Abstract
An EOD robot system, SUPER-PLUS, which has a novel semi-automatic bomb fetching function is presented in this paper. With limited support of human, SUPER-PLUS scans the cluttered environment with a wrist-mounted laser distance sensor and plans the manipulator a collision free path to fetch the bomb. The model construction of manipulator, bomb and environment, C-space map, path planning and the operation procedure are introduced in detail. The semi-automatic bomb fetching function has greatly improved the operation performance of EOD robot.
Introduction
EOD Robots take the place of humans in the work of bomb detection, removal, transportation and detonation. Bombs that are difficult to neutralize or demolish because of the location may not be suitable to explode for fear of human injury or building damage. The operator of the EOD robot has to fetch the bombs with a manipulator, and carry them into a blast protection box for transporting to a safe place. The operational performance of the manipulator does not meet the expectation of customers today.
First, most developed EOD robot systems adopt a tele-operation control scheme. The operator controls the robot and its manipulator to dispose bombs by watching on-site video signals from cameras. The operator has to switch frequently his eye sight between the display screen and the operation panel, which are separately located. In addition, the operation panel always has dozens of pushbuttons and knobs which are designed for functions such as mobile base movements, manipulator operation, velocity adjusting, cameras switching, paw's on-off and etc. Most EOD robots use a joystick-type device, and the number of degrees of freedom is insufficient to control all joints at a time. Due to the complexity of operation, the operator needs to fully concentrate to avoid mix up of these pushbuttons and knobs. Any carelessness may lead to severe results. The high mental pressure and resulting exhaustion presents low security and low efficiency.
Second, the terrains where individuals place bombs are very different. The surroundings of bombs are unknown and unstructured, which become the potential obstacles during bomb disposal. Besides, with the innovation of explosive theory, creation of a variety of bombs and improved manufacturing technology of bombs make bomb disposal more difficult. It makes the disposal operation a big challenge for the operators especially when the surroundings are complex and cluttered. The operator may fear failure of avoiding a collision of the manipulator with surroundings or bomb, and this may trigger the bomb.
To increase the security and efficiency of bomb disposal operation and decrease the mental pressure of operators, many efforts had been made.
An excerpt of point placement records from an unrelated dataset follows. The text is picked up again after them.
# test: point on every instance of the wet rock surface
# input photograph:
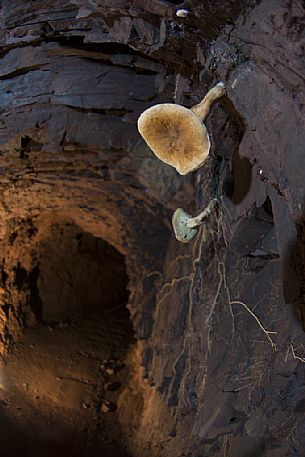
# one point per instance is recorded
(219, 321)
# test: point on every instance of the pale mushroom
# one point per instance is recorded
(176, 134)
(186, 226)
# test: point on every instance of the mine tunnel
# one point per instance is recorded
(61, 380)
(116, 338)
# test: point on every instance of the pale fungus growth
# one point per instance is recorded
(182, 13)
(186, 226)
(176, 134)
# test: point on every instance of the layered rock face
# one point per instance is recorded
(86, 207)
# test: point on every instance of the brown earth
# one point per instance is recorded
(218, 367)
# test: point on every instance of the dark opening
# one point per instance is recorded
(64, 376)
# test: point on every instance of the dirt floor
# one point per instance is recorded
(60, 385)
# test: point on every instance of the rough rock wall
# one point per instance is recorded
(75, 75)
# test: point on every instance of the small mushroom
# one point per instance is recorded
(182, 12)
(186, 226)
(177, 134)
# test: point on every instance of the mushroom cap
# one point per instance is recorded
(183, 233)
(176, 135)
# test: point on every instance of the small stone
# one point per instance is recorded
(112, 386)
(105, 407)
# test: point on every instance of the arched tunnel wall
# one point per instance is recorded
(219, 320)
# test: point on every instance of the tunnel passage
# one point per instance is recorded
(62, 379)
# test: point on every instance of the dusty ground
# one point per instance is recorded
(60, 385)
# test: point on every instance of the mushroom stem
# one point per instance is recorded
(198, 220)
(203, 108)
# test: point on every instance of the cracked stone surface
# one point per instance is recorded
(219, 321)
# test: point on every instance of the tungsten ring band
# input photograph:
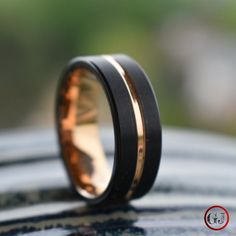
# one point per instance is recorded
(94, 90)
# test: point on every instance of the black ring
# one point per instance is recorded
(134, 112)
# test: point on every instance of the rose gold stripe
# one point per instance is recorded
(139, 124)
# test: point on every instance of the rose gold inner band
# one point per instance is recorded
(79, 114)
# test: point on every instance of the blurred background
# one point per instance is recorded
(188, 49)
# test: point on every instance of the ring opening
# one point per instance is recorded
(84, 122)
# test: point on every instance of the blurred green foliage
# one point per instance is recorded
(38, 37)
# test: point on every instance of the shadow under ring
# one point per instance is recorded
(136, 124)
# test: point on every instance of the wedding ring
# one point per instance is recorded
(109, 89)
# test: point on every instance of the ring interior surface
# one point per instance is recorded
(81, 118)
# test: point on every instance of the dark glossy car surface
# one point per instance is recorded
(197, 170)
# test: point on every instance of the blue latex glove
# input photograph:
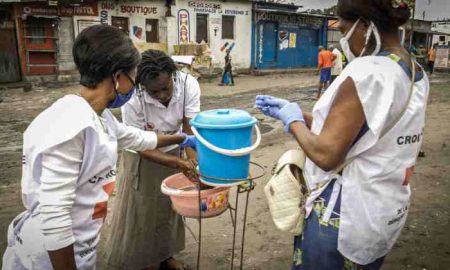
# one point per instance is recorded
(189, 141)
(269, 105)
(290, 113)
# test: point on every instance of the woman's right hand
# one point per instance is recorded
(189, 168)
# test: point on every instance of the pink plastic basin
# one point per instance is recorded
(184, 196)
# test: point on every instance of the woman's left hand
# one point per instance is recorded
(287, 112)
(189, 141)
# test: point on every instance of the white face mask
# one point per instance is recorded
(346, 46)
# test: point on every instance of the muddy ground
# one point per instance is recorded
(424, 243)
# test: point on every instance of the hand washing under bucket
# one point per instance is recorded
(184, 196)
(224, 145)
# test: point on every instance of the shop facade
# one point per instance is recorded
(45, 38)
(283, 38)
(216, 23)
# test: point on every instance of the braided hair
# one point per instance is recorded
(154, 63)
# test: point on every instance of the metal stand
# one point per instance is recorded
(246, 186)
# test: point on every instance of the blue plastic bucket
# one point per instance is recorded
(224, 144)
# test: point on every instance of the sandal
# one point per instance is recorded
(167, 265)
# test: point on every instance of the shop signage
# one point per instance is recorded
(290, 19)
(183, 26)
(205, 7)
(138, 9)
(86, 9)
(442, 58)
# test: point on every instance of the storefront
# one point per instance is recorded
(284, 38)
(216, 23)
(144, 21)
(9, 56)
(45, 37)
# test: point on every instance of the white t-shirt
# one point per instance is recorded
(375, 186)
(69, 168)
(143, 111)
(337, 63)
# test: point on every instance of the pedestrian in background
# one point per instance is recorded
(325, 60)
(432, 58)
(69, 158)
(336, 70)
(227, 76)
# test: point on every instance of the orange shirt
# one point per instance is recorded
(326, 59)
(432, 55)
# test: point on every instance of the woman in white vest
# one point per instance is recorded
(370, 121)
(151, 231)
(69, 158)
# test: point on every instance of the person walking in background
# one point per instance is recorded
(432, 58)
(326, 59)
(227, 77)
(336, 70)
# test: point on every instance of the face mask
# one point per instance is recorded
(121, 99)
(346, 46)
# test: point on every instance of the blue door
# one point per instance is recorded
(267, 34)
(309, 45)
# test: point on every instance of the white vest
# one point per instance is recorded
(71, 114)
(375, 186)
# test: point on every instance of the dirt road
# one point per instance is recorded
(424, 243)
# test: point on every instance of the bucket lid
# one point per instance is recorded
(223, 119)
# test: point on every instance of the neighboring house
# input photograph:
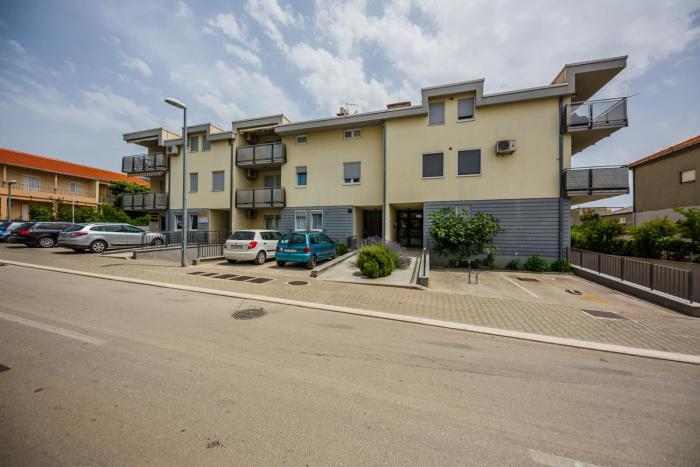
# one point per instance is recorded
(382, 173)
(666, 180)
(40, 180)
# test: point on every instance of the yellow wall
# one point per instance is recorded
(532, 171)
(323, 155)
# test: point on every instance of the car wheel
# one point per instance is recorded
(46, 242)
(98, 246)
(312, 262)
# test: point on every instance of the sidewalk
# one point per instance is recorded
(649, 328)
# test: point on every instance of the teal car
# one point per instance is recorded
(304, 247)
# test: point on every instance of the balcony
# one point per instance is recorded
(589, 122)
(260, 198)
(590, 183)
(153, 201)
(145, 164)
(261, 155)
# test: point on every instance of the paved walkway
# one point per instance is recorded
(645, 326)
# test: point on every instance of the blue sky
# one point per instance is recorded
(75, 75)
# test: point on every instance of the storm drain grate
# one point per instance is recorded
(249, 313)
(603, 314)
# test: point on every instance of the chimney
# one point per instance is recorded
(398, 105)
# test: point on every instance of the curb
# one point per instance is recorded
(612, 348)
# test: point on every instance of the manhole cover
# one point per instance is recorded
(249, 313)
(603, 314)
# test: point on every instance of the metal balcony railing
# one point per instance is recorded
(153, 201)
(145, 163)
(260, 198)
(596, 180)
(261, 155)
(589, 115)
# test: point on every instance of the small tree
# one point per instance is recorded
(462, 235)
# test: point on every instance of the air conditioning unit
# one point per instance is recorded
(505, 146)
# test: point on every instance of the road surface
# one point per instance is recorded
(108, 373)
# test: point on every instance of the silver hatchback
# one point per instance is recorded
(100, 237)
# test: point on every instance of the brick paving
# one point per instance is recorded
(646, 326)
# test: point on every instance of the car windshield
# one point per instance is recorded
(242, 235)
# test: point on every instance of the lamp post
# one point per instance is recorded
(9, 198)
(185, 223)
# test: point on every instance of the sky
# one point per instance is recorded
(77, 74)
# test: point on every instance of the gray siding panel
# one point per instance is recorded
(530, 226)
(337, 220)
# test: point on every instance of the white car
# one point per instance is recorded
(251, 245)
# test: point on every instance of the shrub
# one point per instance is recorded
(514, 264)
(560, 265)
(536, 264)
(374, 261)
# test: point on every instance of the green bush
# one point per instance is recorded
(536, 264)
(560, 265)
(374, 261)
(514, 265)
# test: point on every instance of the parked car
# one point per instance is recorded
(251, 245)
(102, 236)
(43, 234)
(7, 227)
(305, 247)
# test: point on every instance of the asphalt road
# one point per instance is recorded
(107, 373)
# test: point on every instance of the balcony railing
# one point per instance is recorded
(261, 155)
(153, 201)
(145, 163)
(605, 113)
(596, 181)
(260, 198)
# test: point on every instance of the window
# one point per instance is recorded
(432, 165)
(300, 220)
(316, 220)
(465, 109)
(688, 176)
(469, 162)
(351, 172)
(74, 188)
(217, 180)
(30, 183)
(301, 176)
(194, 143)
(352, 134)
(436, 113)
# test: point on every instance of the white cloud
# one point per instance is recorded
(136, 64)
(244, 55)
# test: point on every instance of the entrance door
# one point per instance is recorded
(371, 224)
(409, 228)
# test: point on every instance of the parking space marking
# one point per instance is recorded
(517, 285)
(53, 329)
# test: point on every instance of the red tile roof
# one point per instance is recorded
(48, 164)
(669, 150)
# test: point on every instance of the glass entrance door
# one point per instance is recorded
(409, 228)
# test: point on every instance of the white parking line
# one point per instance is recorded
(515, 283)
(556, 461)
(53, 329)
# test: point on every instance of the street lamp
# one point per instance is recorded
(185, 226)
(9, 198)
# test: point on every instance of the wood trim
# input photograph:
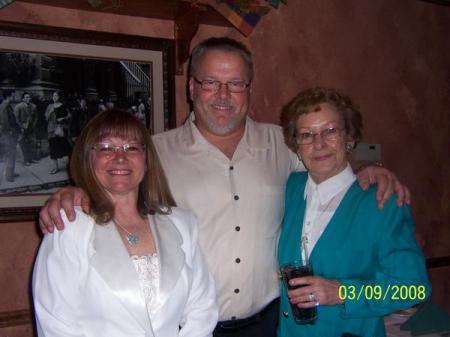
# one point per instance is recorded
(14, 318)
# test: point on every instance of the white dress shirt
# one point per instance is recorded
(239, 204)
(322, 200)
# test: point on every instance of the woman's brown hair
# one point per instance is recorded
(309, 101)
(154, 195)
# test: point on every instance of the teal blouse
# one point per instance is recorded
(372, 252)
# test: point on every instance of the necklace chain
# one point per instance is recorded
(132, 238)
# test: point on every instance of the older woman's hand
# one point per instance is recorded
(315, 290)
(387, 183)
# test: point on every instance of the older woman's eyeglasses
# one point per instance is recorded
(213, 85)
(305, 138)
(108, 150)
Angle sensors are installed in joints of the manipulator in ABP EOD robots. The arms can be displayed on a LCD screen. It helps the operator to know the status of manipulator. Before this improvement, it was done by turning the cameras around because sometimes the arms were out of view. 3D cameras are put into practice in TELERO to help the operator see the surroundings with 3D vision instead of a 2D display screen. A wearable multi-modal user interface is implemented for a teleoperated field robot system (Dongseok, Ryu. etc al. 2005). The research provides multi-modalities such as visual, auditory and haptic sense.
Some researchers are interested in efficient view planning which is a key issue for autonomous manipulator in exploring and mapping the environment around it. A motion planning and inspection system comprising a PUMA robot with a wrist mounted range sensor was described (E., Kruse et al. 1996). The view planning algorithm maximizes the unknown physical space to be sensed in each scan. Another view planning strategy was brought out (P., Renton. etc al. 1999 and Belen C. etc al. 2002) to scan the given goal voxel or to scan sub-goal voxels which block the movement of the robot. An adaptive algorithm (Yifeng, Huang. etc al. 2005), called Adaptive Viewpoint Candidates Entropy (AVCE) criterion, that biases the search toward C-space or toward work-space was introduced. They take both exploring maneuverability and efficiency into consideration.
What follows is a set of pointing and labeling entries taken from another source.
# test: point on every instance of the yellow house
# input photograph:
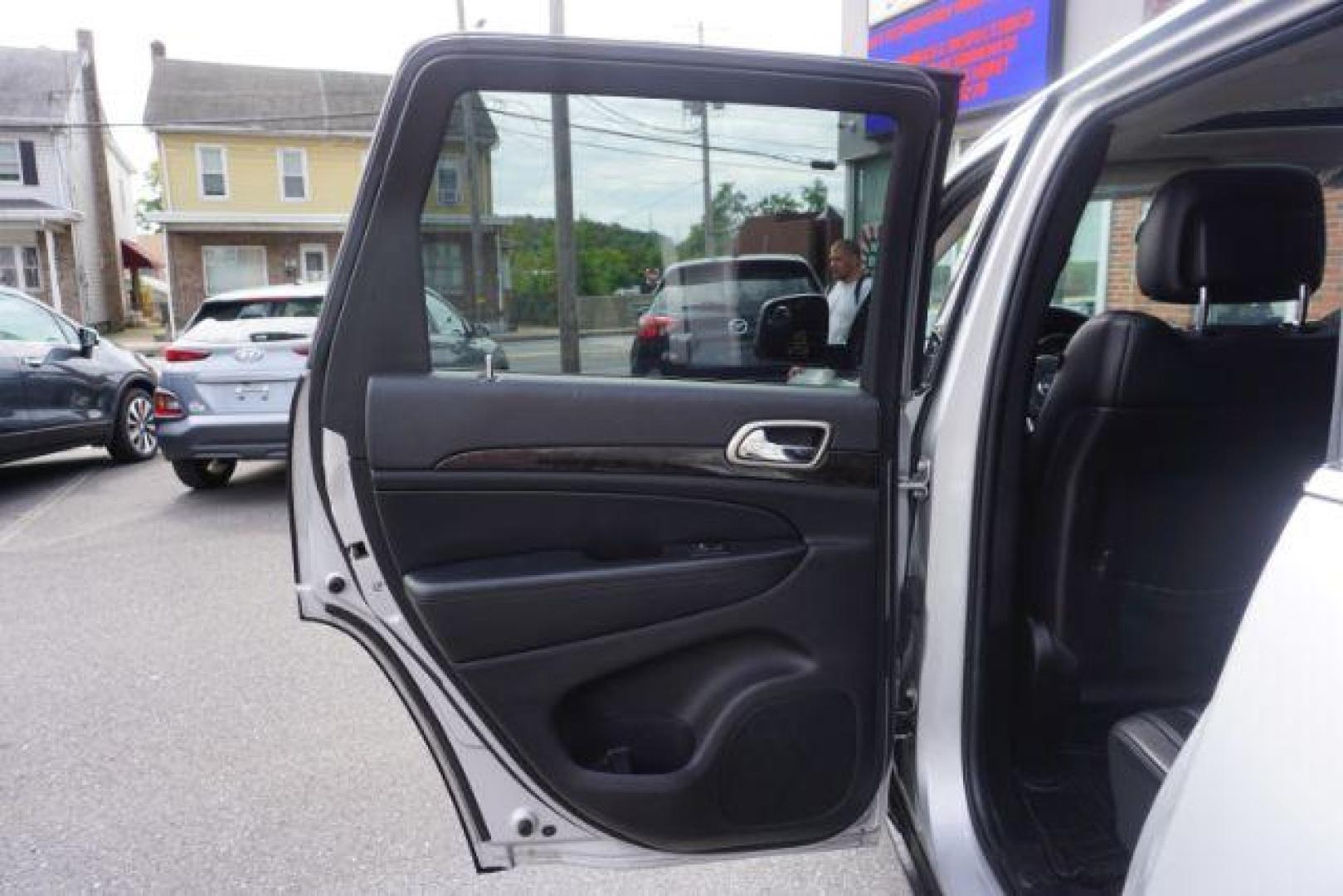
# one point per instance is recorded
(260, 169)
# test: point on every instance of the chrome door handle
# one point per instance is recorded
(782, 444)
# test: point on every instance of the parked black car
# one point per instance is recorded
(704, 314)
(61, 386)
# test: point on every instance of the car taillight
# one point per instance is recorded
(176, 355)
(655, 325)
(168, 406)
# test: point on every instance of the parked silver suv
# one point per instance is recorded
(227, 383)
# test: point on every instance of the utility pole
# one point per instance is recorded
(709, 236)
(477, 275)
(566, 275)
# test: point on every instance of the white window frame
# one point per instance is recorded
(303, 261)
(15, 253)
(280, 165)
(17, 162)
(201, 171)
(204, 268)
(460, 167)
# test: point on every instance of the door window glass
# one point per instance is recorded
(23, 321)
(690, 222)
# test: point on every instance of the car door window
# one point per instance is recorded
(22, 321)
(655, 610)
(445, 324)
(728, 206)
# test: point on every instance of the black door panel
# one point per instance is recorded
(416, 422)
(680, 650)
(566, 596)
(692, 655)
(453, 519)
(718, 730)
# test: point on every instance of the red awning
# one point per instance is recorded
(134, 256)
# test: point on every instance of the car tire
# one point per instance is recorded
(134, 436)
(204, 475)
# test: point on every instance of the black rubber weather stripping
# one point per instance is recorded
(401, 679)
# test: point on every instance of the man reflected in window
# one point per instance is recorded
(848, 299)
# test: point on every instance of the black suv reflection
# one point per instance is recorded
(704, 314)
(63, 387)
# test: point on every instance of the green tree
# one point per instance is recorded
(815, 197)
(609, 257)
(776, 204)
(729, 210)
(151, 197)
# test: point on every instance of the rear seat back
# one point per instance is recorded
(1166, 462)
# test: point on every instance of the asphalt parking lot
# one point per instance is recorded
(168, 724)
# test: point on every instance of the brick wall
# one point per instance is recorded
(1122, 290)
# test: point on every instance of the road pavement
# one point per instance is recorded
(168, 724)
(606, 355)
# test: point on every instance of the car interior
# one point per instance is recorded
(1171, 418)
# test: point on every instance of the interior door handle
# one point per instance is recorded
(782, 444)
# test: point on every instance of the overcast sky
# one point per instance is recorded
(375, 37)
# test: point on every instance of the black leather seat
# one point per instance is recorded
(1141, 751)
(1165, 462)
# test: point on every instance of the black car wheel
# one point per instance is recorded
(134, 436)
(204, 475)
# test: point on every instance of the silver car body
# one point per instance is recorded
(1251, 804)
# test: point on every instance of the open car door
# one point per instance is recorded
(635, 620)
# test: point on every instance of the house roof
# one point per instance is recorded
(208, 95)
(35, 212)
(38, 85)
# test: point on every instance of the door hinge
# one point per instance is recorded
(906, 715)
(916, 484)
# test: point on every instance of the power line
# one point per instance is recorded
(648, 153)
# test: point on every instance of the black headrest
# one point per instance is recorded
(1247, 232)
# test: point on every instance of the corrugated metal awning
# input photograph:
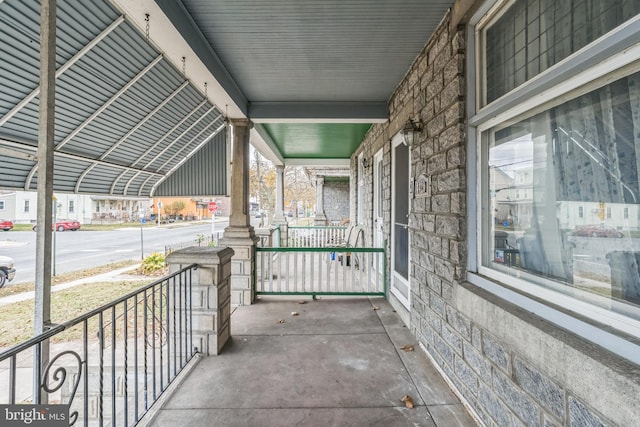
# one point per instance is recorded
(126, 117)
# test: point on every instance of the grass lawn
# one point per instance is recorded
(65, 277)
(16, 320)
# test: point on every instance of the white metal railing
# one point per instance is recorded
(315, 237)
(320, 271)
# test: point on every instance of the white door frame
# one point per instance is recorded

Although much work mentioned above had been done, no automatic bomb fetching function was implemented in the EOD robots. The SUPER-PLUS is a semi-automatic EOD robot system whose prototype, SUPER-I, was developed as a teleoperated mobile manipulator through our past research. With limited human support, SUPER-PLUS can scan the cluttered environment with a wrist-mounted laser distance sensor and plan the manipulator a collision free path to fetch the bomb.
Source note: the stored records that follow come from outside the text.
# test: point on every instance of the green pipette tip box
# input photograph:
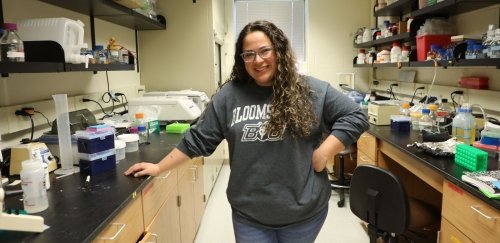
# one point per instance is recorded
(471, 158)
(177, 127)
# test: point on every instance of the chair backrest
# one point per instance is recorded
(378, 197)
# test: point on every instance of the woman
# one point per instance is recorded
(275, 122)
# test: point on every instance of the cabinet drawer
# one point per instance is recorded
(155, 193)
(473, 217)
(450, 234)
(367, 144)
(127, 226)
(364, 159)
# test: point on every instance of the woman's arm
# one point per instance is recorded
(172, 159)
(329, 148)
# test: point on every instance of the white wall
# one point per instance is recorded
(330, 28)
(36, 89)
(181, 57)
(472, 23)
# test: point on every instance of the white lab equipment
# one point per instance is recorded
(165, 108)
(67, 32)
(198, 97)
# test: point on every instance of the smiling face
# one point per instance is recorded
(262, 70)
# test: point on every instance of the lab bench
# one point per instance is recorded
(79, 213)
(467, 215)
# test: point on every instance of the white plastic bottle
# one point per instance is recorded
(464, 125)
(395, 52)
(33, 184)
(12, 47)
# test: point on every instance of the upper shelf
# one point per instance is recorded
(494, 62)
(445, 8)
(398, 8)
(110, 11)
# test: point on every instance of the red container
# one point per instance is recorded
(424, 43)
(473, 82)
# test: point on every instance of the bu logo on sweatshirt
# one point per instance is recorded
(257, 132)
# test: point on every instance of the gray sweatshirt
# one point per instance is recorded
(272, 181)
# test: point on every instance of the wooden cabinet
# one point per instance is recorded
(127, 226)
(367, 149)
(165, 227)
(450, 234)
(156, 192)
(198, 191)
(474, 218)
(211, 169)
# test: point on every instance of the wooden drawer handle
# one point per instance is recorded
(121, 227)
(194, 176)
(476, 208)
(164, 177)
(156, 238)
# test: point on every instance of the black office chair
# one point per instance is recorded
(342, 182)
(378, 198)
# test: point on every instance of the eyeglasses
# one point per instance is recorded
(263, 52)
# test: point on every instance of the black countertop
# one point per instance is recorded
(77, 213)
(445, 166)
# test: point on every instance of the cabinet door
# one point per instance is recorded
(364, 159)
(367, 144)
(199, 193)
(127, 226)
(450, 234)
(473, 217)
(165, 227)
(155, 193)
(186, 192)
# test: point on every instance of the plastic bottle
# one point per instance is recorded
(405, 54)
(425, 122)
(444, 113)
(433, 52)
(405, 109)
(464, 125)
(33, 184)
(395, 51)
(415, 117)
(361, 57)
(99, 55)
(141, 128)
(433, 116)
(12, 47)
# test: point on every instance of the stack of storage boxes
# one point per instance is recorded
(96, 150)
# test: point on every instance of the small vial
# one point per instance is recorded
(33, 185)
(425, 122)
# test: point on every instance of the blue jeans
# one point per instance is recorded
(302, 233)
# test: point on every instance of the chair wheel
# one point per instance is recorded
(340, 204)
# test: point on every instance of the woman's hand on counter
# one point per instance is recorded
(142, 169)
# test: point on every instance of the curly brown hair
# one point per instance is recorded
(291, 105)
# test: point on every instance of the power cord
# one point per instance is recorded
(452, 96)
(414, 94)
(27, 112)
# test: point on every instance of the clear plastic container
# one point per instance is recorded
(12, 47)
(425, 122)
(361, 57)
(395, 52)
(433, 116)
(464, 125)
(33, 185)
(405, 109)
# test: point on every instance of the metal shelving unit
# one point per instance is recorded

The system architecture of SUPER-PLUS
SUPER-PLUS is an EOD robot, as shown in Fig. 1. The mobile base is designed to get high adaptability to uneven terrain using joint wheels, and a manipulator is equipped on the mobile base. A laser distance sensor is mounted on the manipulator wrist. The environment information is gathered from the laser distance sensor, cameras, ultrasonic sensors and rotary encoders. The manipulator includes upper arm rotation, forearm rotation and wrist rotation. The position of the end-effector depends on the poses of the upper arm and forearm.

SUPER-PLUS EOD Robot System
The rotation of wrist influences the pose of end effector. The manipulator of SUPER-PLUS can only move in a plane. The assumption, which must be satisfied, requires moving the mobile base in advance to locate the bomb in the plane where the manipulator works. Actually, at present most commercial EOD robots only can move in a plane because adding more degrees of freedom will increase the complexity and decrease the reliability of the whole system.
Fig. 2 shows the control system architecture of the SUPER-PLUS, which is divided into 3 layers: control DSP layer (lower layer), slave PC layer (middle layer) and master PC layer (higher layer). DSP is responsible for sensor signal input, motor drive and closed loop control. DSP communicates with the slave PC through a USB interface. The slave PC concentrates on the path planning algorithm and collecting camera signals. The slave PC exchanges data with the master PC through a wireless LAN.

Control Architecture of SUPER-PLUS
Graphical Interfaces of SUPER-PLUS shown in Fig. 3 are composed of three zones: Control Zone, Simulation Zone and Video Zone. All the information is integrated to the screen which makes the operation more intuitive. The manipulator moves not only in the joint space but also in Cartesian space. The most important aspect is it can move semi-automatically. The current statuses are displayed in the simulation zone regardless of whether the manipulator is in sight of the cameras or not.

Graphical Interfaces of SUPER-PLUS
Each arm of the manipulator is simplified in the computer as a rectangle (Showed in Fig. 4 (a)) which covers the whole arm, including accessorial components such as cameras, laser distance sensor and etc. The advantage of doing this is to save some calculation to keep the arms away from obstacles at a proper distance in advance. The disadvantage is having lost some useful space. Fig. 4 (b) shows the model constructions of environment and bomb. The manipulator is manually moved to measure the environment. The distance 1 can be measured. 03 is the zero point of tool coordinate reference. The offset of the laser distance sensor is [0, -b, -a]T. [xw, yw, zw]T is used as the world coordinate of the obstacle boundary and Ai (i = 1, 2, 3) are used as the coordinate matrix transforms.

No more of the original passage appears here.